A basic result from linear algebra tells us that because the determinant of $A$ is $0$, the vectors in $\mathbb{R}^n$ that comprise the columns of $A$ must be linearly dependent. This means that:
\begin{eqnarray*}
\lambda_1\begin{pmatrix}\langle v_1,v_1\rangle\\
\langle v_1,v_2\rangle\\\vdots\\
\langle v_1,v_n\rangle
\end{pmatrix}+
\lambda_2\begin{pmatrix}\langle v_2,v_1\rangle\\
\langle v_2,v_2\rangle\\\vdots\\
\langle v_2,v_n\rangle
\end{pmatrix}+
\cdots+
\lambda_n\begin{pmatrix}\langle v_n,v_1\rangle\\
\langle v_n,v_2\rangle\\\vdots\\
\langle v_n,v_n\rangle
\end{pmatrix}=\begin{pmatrix}0\\0\\\vdots\\0\end{pmatrix}
\end{eqnarray*}
so that for each $i$, $\lambda_1\langle v_1,v_i\rangle+\ldots+\lambda_n\langle v_n,v_i\rangle=0$. Using the properties of the inner product we get that $\langle \lambda_1v_1+\ldots+\lambda_nv_n,v_i\rangle=0$ for all $i$. This implies that $\lambda_1v_1+\ldots+\lambda_nv_n=0$ as desired.

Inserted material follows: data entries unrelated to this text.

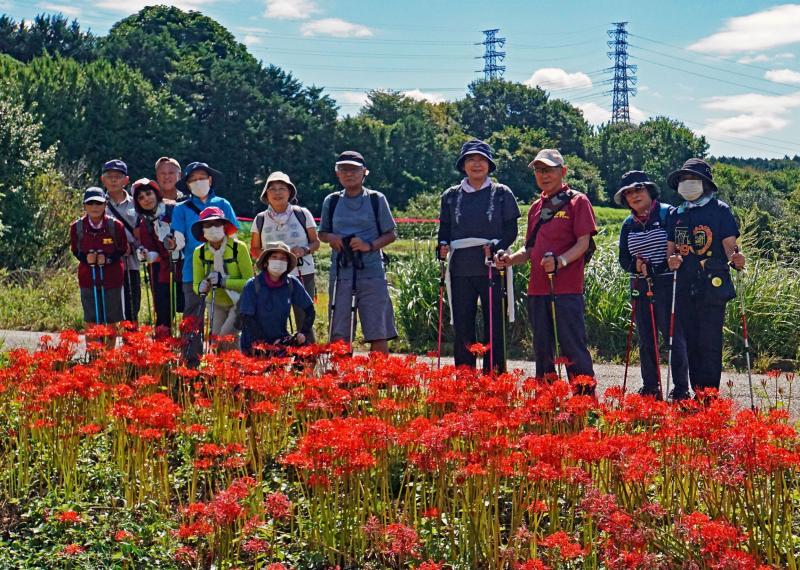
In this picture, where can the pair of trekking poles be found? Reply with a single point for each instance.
(491, 265)
(347, 257)
(634, 295)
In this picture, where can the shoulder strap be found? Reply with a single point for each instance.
(376, 205)
(301, 217)
(192, 205)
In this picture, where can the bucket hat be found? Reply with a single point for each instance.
(634, 179)
(475, 146)
(696, 166)
(272, 247)
(209, 214)
(279, 176)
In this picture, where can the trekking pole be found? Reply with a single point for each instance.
(94, 291)
(489, 262)
(103, 293)
(634, 299)
(744, 331)
(550, 275)
(147, 281)
(655, 331)
(671, 328)
(442, 274)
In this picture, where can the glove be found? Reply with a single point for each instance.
(214, 278)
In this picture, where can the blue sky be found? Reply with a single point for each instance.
(728, 69)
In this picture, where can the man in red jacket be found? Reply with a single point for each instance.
(98, 242)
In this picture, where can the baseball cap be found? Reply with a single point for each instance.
(549, 156)
(116, 164)
(351, 157)
(94, 194)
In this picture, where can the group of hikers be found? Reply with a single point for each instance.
(181, 236)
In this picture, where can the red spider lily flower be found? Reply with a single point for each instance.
(431, 565)
(256, 546)
(72, 550)
(69, 517)
(560, 540)
(479, 349)
(431, 513)
(278, 506)
(123, 536)
(90, 429)
(533, 564)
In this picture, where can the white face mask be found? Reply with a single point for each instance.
(200, 188)
(277, 266)
(214, 233)
(690, 190)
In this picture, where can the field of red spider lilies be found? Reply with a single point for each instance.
(319, 460)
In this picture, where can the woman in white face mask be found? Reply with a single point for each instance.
(221, 266)
(267, 301)
(701, 245)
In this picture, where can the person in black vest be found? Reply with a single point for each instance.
(701, 235)
(477, 218)
(643, 254)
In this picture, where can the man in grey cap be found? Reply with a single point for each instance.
(357, 223)
(560, 229)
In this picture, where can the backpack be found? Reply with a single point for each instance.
(547, 214)
(298, 213)
(112, 230)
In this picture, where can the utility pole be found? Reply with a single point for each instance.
(624, 78)
(491, 69)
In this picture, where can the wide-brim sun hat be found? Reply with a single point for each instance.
(475, 146)
(183, 184)
(276, 246)
(140, 186)
(632, 179)
(279, 176)
(208, 215)
(696, 167)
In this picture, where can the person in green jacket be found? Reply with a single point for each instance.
(221, 266)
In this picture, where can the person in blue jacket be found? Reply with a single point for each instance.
(643, 254)
(201, 181)
(268, 298)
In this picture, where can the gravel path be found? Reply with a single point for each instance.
(607, 375)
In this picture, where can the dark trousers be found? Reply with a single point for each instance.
(702, 326)
(466, 291)
(662, 308)
(162, 298)
(131, 295)
(571, 334)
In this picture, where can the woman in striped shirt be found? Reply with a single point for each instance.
(643, 253)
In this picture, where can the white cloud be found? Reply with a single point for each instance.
(73, 11)
(291, 9)
(783, 76)
(756, 114)
(776, 26)
(335, 27)
(418, 95)
(131, 6)
(352, 98)
(551, 78)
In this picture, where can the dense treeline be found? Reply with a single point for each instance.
(165, 81)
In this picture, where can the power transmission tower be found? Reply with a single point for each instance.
(624, 79)
(491, 69)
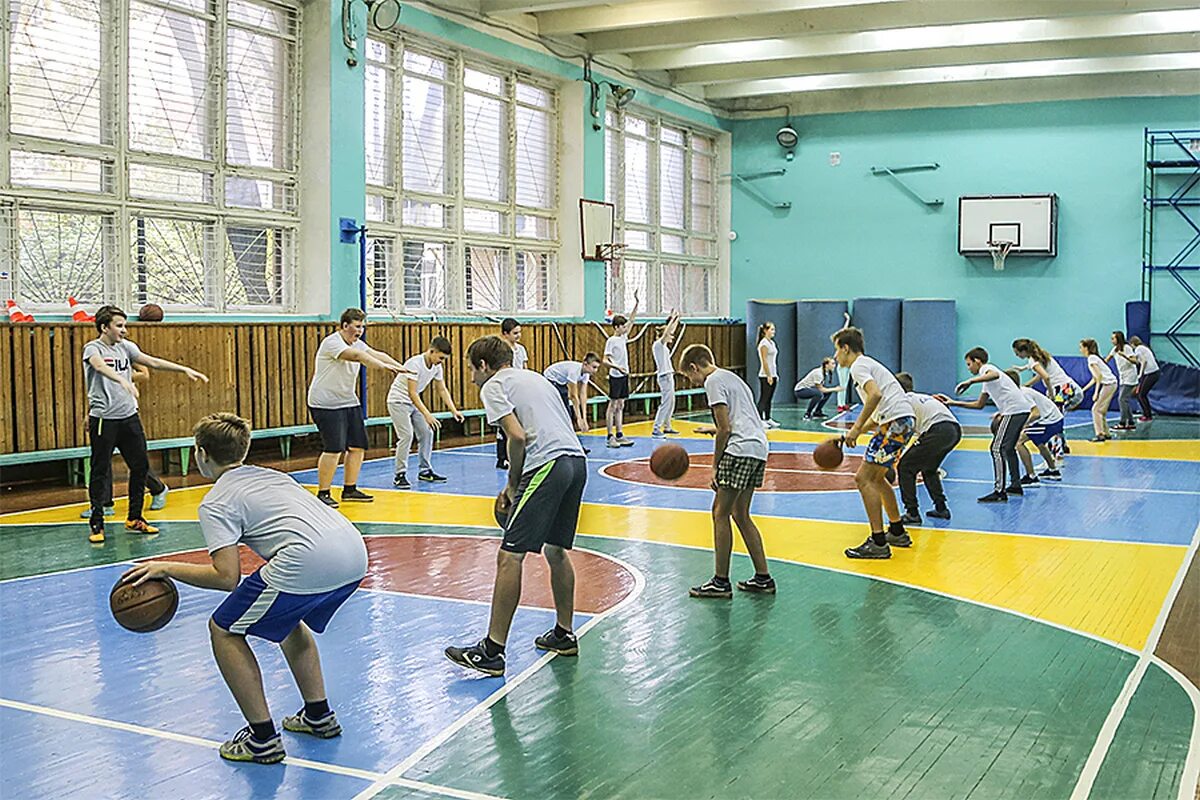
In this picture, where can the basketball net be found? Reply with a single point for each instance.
(999, 253)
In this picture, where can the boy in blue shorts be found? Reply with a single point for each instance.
(888, 411)
(315, 561)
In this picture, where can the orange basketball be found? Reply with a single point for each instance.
(828, 453)
(670, 462)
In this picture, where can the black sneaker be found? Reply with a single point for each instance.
(757, 585)
(711, 588)
(475, 657)
(327, 727)
(869, 549)
(564, 645)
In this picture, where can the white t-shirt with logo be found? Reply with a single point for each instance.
(424, 373)
(565, 372)
(616, 349)
(929, 411)
(108, 400)
(767, 366)
(1146, 360)
(748, 438)
(538, 408)
(1007, 395)
(1048, 413)
(335, 382)
(307, 546)
(1126, 370)
(663, 365)
(893, 403)
(1103, 368)
(814, 378)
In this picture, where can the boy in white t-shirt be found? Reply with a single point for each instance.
(315, 561)
(411, 415)
(547, 474)
(665, 372)
(739, 463)
(616, 358)
(1014, 410)
(510, 331)
(886, 410)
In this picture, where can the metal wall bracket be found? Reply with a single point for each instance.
(893, 173)
(744, 179)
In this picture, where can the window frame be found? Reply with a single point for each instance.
(393, 229)
(120, 205)
(654, 258)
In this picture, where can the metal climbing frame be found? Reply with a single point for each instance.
(1170, 193)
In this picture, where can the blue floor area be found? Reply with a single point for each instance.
(387, 677)
(1156, 505)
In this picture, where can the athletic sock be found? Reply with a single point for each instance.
(263, 731)
(317, 709)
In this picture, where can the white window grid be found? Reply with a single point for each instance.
(672, 251)
(456, 250)
(192, 226)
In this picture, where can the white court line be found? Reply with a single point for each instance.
(1113, 721)
(503, 691)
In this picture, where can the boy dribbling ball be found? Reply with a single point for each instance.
(315, 561)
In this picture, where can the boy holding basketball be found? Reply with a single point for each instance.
(315, 561)
(888, 411)
(616, 358)
(739, 463)
(547, 471)
(113, 419)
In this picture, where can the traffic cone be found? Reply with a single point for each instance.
(78, 313)
(16, 314)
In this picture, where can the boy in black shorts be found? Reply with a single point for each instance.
(739, 462)
(547, 471)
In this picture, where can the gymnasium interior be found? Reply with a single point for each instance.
(941, 174)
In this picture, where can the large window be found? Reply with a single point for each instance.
(149, 152)
(661, 176)
(462, 184)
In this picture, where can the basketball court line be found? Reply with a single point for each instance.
(1116, 714)
(213, 744)
(421, 752)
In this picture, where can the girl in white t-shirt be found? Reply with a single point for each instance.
(1127, 371)
(768, 372)
(1105, 388)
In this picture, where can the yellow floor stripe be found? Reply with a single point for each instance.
(1108, 589)
(1167, 449)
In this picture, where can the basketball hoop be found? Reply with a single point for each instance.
(999, 251)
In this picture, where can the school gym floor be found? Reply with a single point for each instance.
(1045, 648)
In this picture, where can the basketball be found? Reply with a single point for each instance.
(145, 607)
(670, 462)
(502, 509)
(828, 453)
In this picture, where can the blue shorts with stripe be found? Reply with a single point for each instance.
(255, 608)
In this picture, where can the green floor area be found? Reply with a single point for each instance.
(1146, 758)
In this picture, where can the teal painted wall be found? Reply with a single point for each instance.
(852, 234)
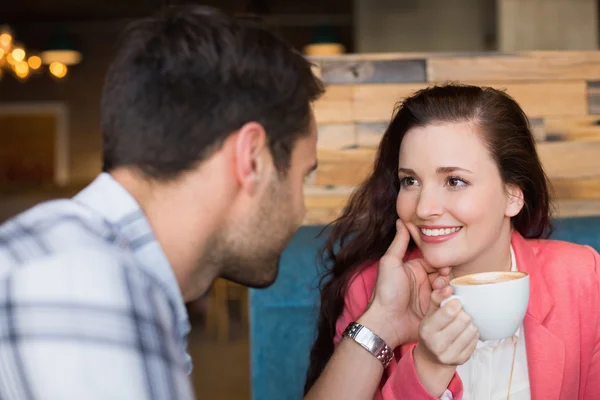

Why does it follows that $\lambda_1v_1+\ldots+\lambda_nv_n=0$? The reason is because the inner product of $\lambda_1v_1+\ldots+\lambda_nv_n$ with all of its "components" is $0$. More explicitly, because $\langle \lambda_1v_1+\ldots+\lambda_nv_n, v_i\rangle=0$ it follows that $\langle \lambda_1v_1+\ldots+\lambda_nv_n, \lambda_iv_i\rangle=0$. Thus, adding all of these inner product expressions, we find that:
\begin{eqnarray*}
\langle \lambda_1v_1+\ldots+\lambda_nv_n, \lambda_1v_1+\ldots+\lambda_nv_n\rangle=0
\end{eqnarray*}
which is only possible if $\lambda_1v_1+\ldots+\lambda_nv_n=0$.